Según publicó la periodista Mariana Carbajal en el diario Página/12, la madre de la joven se enteró del embarazo cuando llevó a su hija al hospital Materno Infantil de la capital provincial por unos dolores de panza. Allí se enteraron que el embarazo tenía 19 semanas. El problema es que el decreto de Urtubey dispone que el aborto debe efectuarse hasta las 12 semanas de gestación.

La medida va en contra del propio artículo 86 del Código Penal, que permite practicar el aborto en dos casos: 1) Si se ha hecho con el fin de evitar un peligro para la vida o la salud de la madre y si este peligro no puede ser evitado por otros medios; y 2) Si el embarazo proviene de una violación o de un atentado al pudor cometido sobre una mujer idiota o demente.

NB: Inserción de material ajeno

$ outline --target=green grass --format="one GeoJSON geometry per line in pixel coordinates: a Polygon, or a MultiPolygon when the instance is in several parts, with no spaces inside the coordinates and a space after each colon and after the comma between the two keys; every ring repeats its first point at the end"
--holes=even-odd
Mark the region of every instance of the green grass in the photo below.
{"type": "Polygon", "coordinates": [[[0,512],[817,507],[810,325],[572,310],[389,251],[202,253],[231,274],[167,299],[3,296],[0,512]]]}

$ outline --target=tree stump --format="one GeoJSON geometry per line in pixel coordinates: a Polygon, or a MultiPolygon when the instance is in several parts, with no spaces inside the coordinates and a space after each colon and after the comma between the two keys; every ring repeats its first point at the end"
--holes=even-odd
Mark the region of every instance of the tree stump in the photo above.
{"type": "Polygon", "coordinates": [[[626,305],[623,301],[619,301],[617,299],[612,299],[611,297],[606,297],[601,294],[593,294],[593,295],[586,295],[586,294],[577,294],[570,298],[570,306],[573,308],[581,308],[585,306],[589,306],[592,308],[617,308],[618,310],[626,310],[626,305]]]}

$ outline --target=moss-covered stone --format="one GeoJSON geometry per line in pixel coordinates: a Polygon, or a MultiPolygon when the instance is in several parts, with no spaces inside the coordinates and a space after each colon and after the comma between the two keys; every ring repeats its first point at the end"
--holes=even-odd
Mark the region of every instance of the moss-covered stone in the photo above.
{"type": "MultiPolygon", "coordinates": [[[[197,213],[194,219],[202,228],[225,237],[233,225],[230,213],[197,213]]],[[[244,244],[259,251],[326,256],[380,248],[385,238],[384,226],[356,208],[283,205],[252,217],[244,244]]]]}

A pesar de la legislación vigente, Juan Manuel Urtubey firmó el decreto 1170/12, en la cual impuso como cláusula que el aborto debe hacerse dentro de las 12 semanas, incluso en casos de violación.

Por otro lado, Carbajal informó que el directorio del Observatorio de Violencia contra las Mujeres de Salta ya le exigió al Poder Ejecutivo provincial que derogue el decreto 1170/12. El pedido fue reiterado esta semana a través de una carta presentada por mesa de entradas en la Casa de Gobierno provincial.